O número de casos confirmados de coronavírus no país era de 566 nesta segunda-feira, incluindo 22 mortes, de acordo com autoridades de saúde pública e uma contagem nacional sendo realizada pelo centro da Universidade Johns Hopkins que monitora o surto.

Cerca de três quartos dos 50 Estados norte-americanos relataram infecções.

“Neste momento, estamos dizendo às pessoas para agirem como se isto fosse uma temporada de gripe forte”, disse a porta-voz da Casa Branca, Stephanie Grisham, em uma entrevista à Fox News de West Palm Beach, na Flórida, onde o presidente Donald Trump passou o final de semana em sua estância.

Grisham também disse que o governo Trump está trabalhando com autoridades da Califórnia sobre o navio de cruzeiro Grand Princess, enquanto estas se preparavam nesta segunda-feira para enviar 2.400 passageiros para centros de quarentena em quatro bases militares de todo o país.

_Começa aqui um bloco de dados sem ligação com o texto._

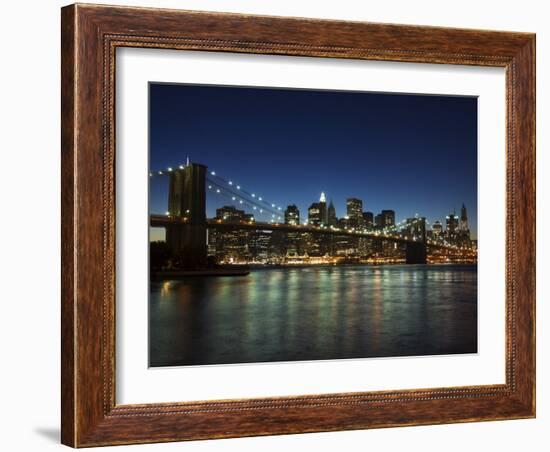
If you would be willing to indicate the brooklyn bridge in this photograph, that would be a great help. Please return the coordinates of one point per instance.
(186, 222)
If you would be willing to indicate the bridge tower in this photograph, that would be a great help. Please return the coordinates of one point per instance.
(417, 252)
(187, 201)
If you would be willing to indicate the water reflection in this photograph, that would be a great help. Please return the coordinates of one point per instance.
(314, 313)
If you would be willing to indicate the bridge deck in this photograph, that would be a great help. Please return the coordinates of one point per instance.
(163, 221)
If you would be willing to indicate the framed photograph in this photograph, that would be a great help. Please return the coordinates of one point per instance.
(278, 225)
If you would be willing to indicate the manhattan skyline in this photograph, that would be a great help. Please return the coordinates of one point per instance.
(409, 153)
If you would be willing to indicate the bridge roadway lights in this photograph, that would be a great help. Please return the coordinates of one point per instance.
(416, 253)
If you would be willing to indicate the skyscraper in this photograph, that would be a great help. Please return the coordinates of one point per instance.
(331, 215)
(292, 215)
(354, 211)
(437, 230)
(314, 214)
(368, 218)
(385, 219)
(323, 208)
(451, 228)
(463, 228)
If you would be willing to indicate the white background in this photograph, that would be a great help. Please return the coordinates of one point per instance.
(138, 384)
(30, 249)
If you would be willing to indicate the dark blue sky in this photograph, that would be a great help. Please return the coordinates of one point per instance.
(409, 153)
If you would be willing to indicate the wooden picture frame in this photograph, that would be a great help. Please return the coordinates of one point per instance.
(90, 36)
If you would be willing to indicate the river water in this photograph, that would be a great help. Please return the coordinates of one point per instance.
(333, 312)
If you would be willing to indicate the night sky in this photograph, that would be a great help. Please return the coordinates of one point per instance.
(410, 153)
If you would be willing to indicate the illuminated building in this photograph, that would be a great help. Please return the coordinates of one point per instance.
(292, 215)
(331, 215)
(451, 228)
(385, 219)
(354, 211)
(437, 230)
(368, 219)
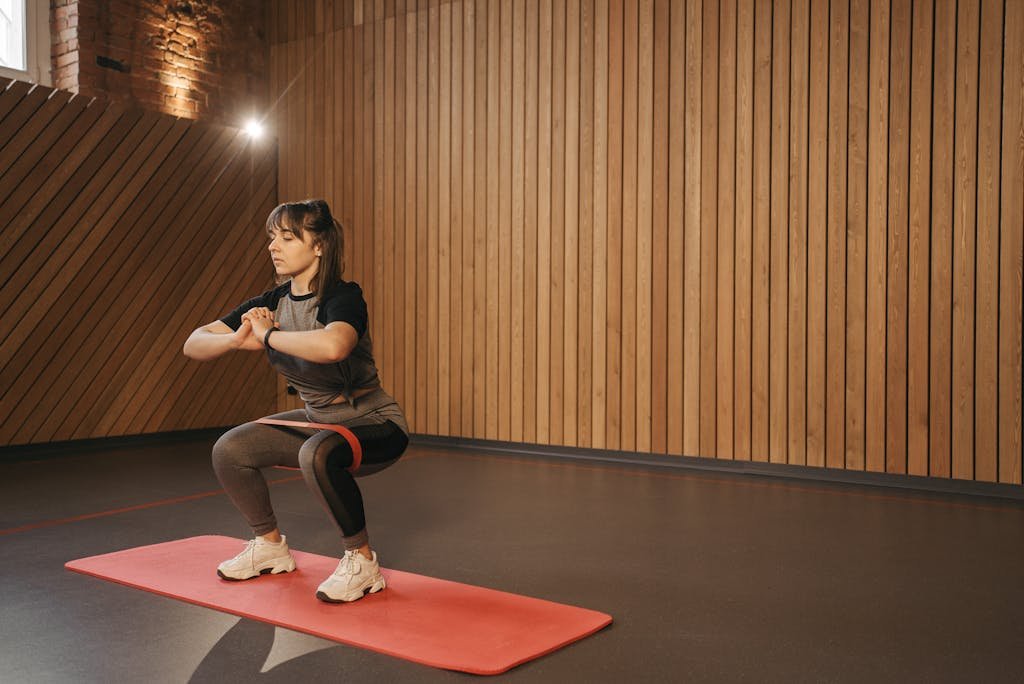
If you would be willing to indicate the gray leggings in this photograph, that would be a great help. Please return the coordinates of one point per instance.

“Estamos trabalhando duro para levar aquele navio para casa”, disse.

O coronavírus surgiu na China no ano passado, e causa a doença respiratória às vezes fatal COVID-19. A epidemia já matou 3.800 pessoas globalmente e está abalando os investidores, que temem que ela provoque uma recessão mundial.

Grandes índices de ações dos EUA abriram muito mais baixo nesta segunda-feira, alinhados com as liquidações em mercados externos. O pregão foi suspenso quando o índice S&P 500 caiu 7%, desencadeando uma suspensão automática de 15 minutos.

À medida que o coronavírus se espalha, a vida cotidiana dos EUA vem sofrendo transtornos cada vez maiores – shows e conferências estão sendo cancelados, e as universidades estão orientando os alunos a ficarem em casa e assistir aulas pela internet.

Para conter o surto na China, o governo colocou milhões de pessoas em quarentena durante semanas. A Itália anunciou medidas semelhantes, retendo 16 milhões de pessoas no norte do país.

Os principais pré-candidatos presidenciais democratas dos EUA, Joe Biden e Bernie Sanders, não cancelaram nenhum evento de campanha.